Zaczynam powoli chyba przekonywać się jednak do tej sekwencji. No ale jeszcze boje się że na sekwencji będzie sporo mniejsza oszczędność, bo jednak póki nie przełączy to jade na pb.. Kogo nie spytam co sekwencje posiada to każdy mówi mi co innego.. Ale zanim cokolwiek zamontuje to musze troche sprawdzić ten samochód, koles od którego kupiłem mówi ze ostatnio przez długi czas stał nie ruszany, nie wiem ile wiem ze długo.. No i na początku był mułowaty, teraz się nibv polepszyło ale nadal to nie jest to co trzeba, filtr powietrza jest ok, zapłon tez ustawiony ok, błędów też żadnych nie ma jedynie coś sonda lambda nie bardzo mechanik to powiedział, no i że może mi przez to więcej palić, o tym że mocy troche brak nie wiem czemu mechanikowi nie mówiłem, byłem u niego zaraz po kupnie to może z wrażenia xd byłem żeby przejrzał mi zawieszenie srawdził rozrząd czy sprzedajacy nie kłamał że nie dawno zmieniany i takie duperele a to ze był mułowaty to myślałem że ze stania i w miare przejechanych kilomterów się polepszy tak jak na początku zaczeło się polepszać, ale jednak się troche przeliczyłem.. Co mi możecie na to poradzić ? I mam też pytanie czy ten silnik był montowany także w skodach octaviach ?
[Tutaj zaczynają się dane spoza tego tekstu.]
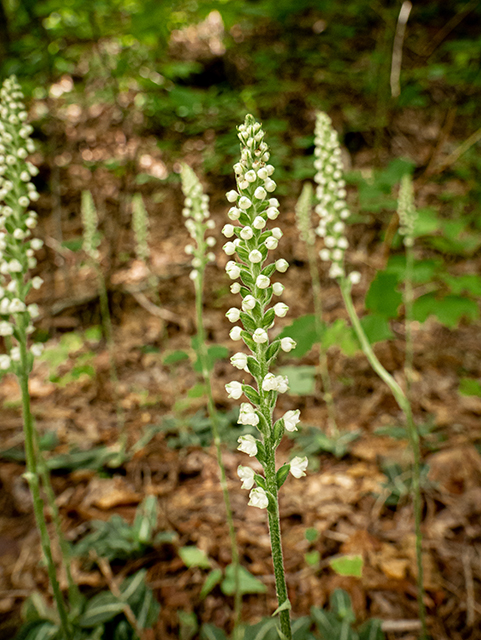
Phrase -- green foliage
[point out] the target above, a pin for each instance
(101, 616)
(337, 623)
(116, 539)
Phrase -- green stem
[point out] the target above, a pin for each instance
(203, 357)
(326, 379)
(276, 545)
(33, 480)
(73, 590)
(107, 326)
(413, 435)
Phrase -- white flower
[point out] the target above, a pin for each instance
(271, 243)
(248, 303)
(16, 306)
(259, 222)
(232, 269)
(246, 474)
(262, 282)
(260, 193)
(260, 336)
(298, 466)
(255, 256)
(234, 213)
(280, 309)
(325, 255)
(235, 333)
(288, 344)
(233, 314)
(239, 360)
(6, 329)
(33, 310)
(247, 444)
(234, 390)
(229, 248)
(247, 415)
(355, 277)
(228, 230)
(5, 362)
(258, 498)
(244, 203)
(291, 419)
(246, 233)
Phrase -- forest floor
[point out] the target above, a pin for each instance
(345, 500)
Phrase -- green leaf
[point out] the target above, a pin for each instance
(213, 579)
(247, 582)
(349, 565)
(194, 557)
(303, 331)
(376, 328)
(382, 297)
(101, 608)
(302, 379)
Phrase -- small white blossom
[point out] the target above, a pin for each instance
(246, 474)
(233, 314)
(291, 420)
(258, 498)
(239, 360)
(298, 466)
(235, 333)
(281, 309)
(234, 390)
(288, 344)
(260, 336)
(262, 282)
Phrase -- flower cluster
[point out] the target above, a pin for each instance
(406, 210)
(250, 242)
(17, 246)
(331, 197)
(196, 212)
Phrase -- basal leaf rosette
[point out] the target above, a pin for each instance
(249, 243)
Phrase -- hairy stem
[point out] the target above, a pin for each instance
(33, 481)
(413, 435)
(214, 419)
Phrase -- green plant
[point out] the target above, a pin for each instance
(333, 214)
(337, 622)
(253, 208)
(196, 212)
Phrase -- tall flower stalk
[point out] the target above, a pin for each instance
(333, 213)
(252, 209)
(17, 248)
(303, 218)
(198, 223)
(91, 242)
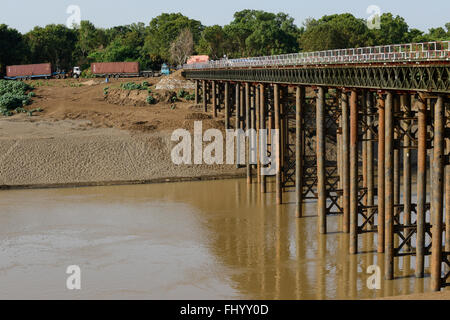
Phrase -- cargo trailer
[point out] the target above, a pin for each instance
(33, 71)
(119, 70)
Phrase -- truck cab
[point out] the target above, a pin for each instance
(165, 70)
(76, 72)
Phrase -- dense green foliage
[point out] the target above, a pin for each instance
(135, 86)
(250, 33)
(13, 95)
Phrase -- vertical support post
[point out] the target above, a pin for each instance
(242, 104)
(204, 92)
(262, 108)
(277, 143)
(370, 157)
(257, 114)
(248, 136)
(345, 161)
(381, 189)
(238, 122)
(214, 98)
(299, 105)
(227, 105)
(364, 144)
(389, 187)
(421, 187)
(438, 198)
(396, 106)
(354, 194)
(447, 194)
(405, 101)
(321, 158)
(196, 91)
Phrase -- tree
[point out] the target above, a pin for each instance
(13, 47)
(336, 31)
(393, 30)
(164, 29)
(323, 37)
(183, 46)
(213, 42)
(256, 32)
(54, 43)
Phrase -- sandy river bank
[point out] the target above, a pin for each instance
(71, 153)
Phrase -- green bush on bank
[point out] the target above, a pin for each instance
(13, 95)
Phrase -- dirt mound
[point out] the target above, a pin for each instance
(91, 82)
(197, 116)
(127, 97)
(175, 81)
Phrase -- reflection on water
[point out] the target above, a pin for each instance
(197, 240)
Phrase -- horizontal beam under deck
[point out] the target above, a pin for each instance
(423, 78)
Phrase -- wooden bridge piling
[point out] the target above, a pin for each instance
(365, 118)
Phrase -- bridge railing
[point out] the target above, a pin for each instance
(438, 50)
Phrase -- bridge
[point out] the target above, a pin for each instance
(356, 125)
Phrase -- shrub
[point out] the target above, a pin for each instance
(151, 99)
(13, 95)
(182, 93)
(190, 97)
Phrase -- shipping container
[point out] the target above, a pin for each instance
(30, 71)
(197, 59)
(115, 69)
Do czego masz porównanie że mówisz mułowaty? 101km z 1.6 nie koniecznie będzie jechało jak formuła 1, bo to tylko 1.6
Jeżeli chodzi o sekwencje czy mikser, to miałem jedno i drugie, obecnie jeżdżę na palniku (1.8 na jednopunkcie) i w sumie to na palniku więcej oszczędzisz na pewno, ale w porównaniu do benzyny to nawet sekwencja się opłaca
Twierdze że mułowaty bo zdaża się ze czasem jeżdże vw polo 1.4 60km i w sumie to różnicy bardzo się nie odczuwa.. Może to być przez tą sonde ? bo i więcej jak 140-150km/h to nie wiem czy by się i dało.. zachowuje sie jakby chciał a nie mógł..
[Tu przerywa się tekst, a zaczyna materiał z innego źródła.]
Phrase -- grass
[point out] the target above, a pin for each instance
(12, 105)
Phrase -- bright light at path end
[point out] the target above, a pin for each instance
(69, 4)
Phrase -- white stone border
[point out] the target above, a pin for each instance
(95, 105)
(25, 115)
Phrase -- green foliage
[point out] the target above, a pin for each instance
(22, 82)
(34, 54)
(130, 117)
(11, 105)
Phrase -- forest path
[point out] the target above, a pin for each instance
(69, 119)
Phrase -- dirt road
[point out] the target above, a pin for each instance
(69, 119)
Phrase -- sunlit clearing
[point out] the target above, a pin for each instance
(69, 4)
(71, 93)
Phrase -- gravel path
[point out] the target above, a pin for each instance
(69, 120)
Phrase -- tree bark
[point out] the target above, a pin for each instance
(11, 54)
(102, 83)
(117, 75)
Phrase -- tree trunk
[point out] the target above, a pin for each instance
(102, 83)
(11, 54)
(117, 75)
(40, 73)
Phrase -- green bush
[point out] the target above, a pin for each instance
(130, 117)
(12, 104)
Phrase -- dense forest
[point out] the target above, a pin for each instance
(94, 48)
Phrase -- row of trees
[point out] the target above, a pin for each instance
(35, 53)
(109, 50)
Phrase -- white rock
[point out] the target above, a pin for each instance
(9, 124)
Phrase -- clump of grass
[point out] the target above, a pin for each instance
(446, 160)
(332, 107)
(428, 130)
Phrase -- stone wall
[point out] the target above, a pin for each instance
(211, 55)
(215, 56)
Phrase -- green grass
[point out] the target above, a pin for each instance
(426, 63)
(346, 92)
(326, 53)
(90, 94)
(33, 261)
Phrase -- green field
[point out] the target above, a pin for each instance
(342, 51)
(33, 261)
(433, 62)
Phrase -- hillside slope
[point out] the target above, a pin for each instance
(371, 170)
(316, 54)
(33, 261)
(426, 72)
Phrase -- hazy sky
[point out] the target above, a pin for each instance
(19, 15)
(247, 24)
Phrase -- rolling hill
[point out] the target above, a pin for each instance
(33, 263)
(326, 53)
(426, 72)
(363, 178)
Moje Vento 90konne (1.8 ABS) na lpg wyciąga ponad 180... Sprawdź kompresje, gdy silnik długo stał a później został przegoniony mogło mu to zaszkodzić...
Kruchy69 Już prawie mieszkam w Ventce Octavia, Vento
Silnik: z turbo Pomógł: 20 razy Wiek: 32 Dołączył: 30 Gru 2011 Posty: 1588 Skąd: Lublin
Wysłany: 2013-03-03, 21:38
A ja bym sprawdził wtryskiwacze czy równo sikaja i zmienił filtr paliwa, no i oczywscie sonda lambda, bo ona powoduje duze spalanie, gdy sie zawiesi w położeniu wysokiego współczynnika powietrza w spalinach, wtedy moze go nawet zalewać. Przyczyna dużego spalanie może też być czujnik tempertury. I mysle, że w opctaviach ten silnik może być montowany. Do tego polówka bedzie sie lepiej zbierała, bo ma mniejsza mase. Ale czy sekwencja gorsza? Miałem galanta V6 na sekwencji, spalał 11 litrów gazu gdzie beznyny spalał 9, no i do rtego trzeba doliczyc ten 1 litr benzyny na 100 km. No ale, jesli pokonujesz dłuzsze dystanse, no to wiadome, ze spalanie benzyny bedzie mniejsze. Im mniejsze przebiegi dziennie, tym wiecej bedzie spalał benzyny. Ale ja na Twoim miejscu dołożyłbym troche i załozył sekwencje, bo spalanie gazu jest jednak mniejsze (bynajmniej przy wiekszych pojemnosciach).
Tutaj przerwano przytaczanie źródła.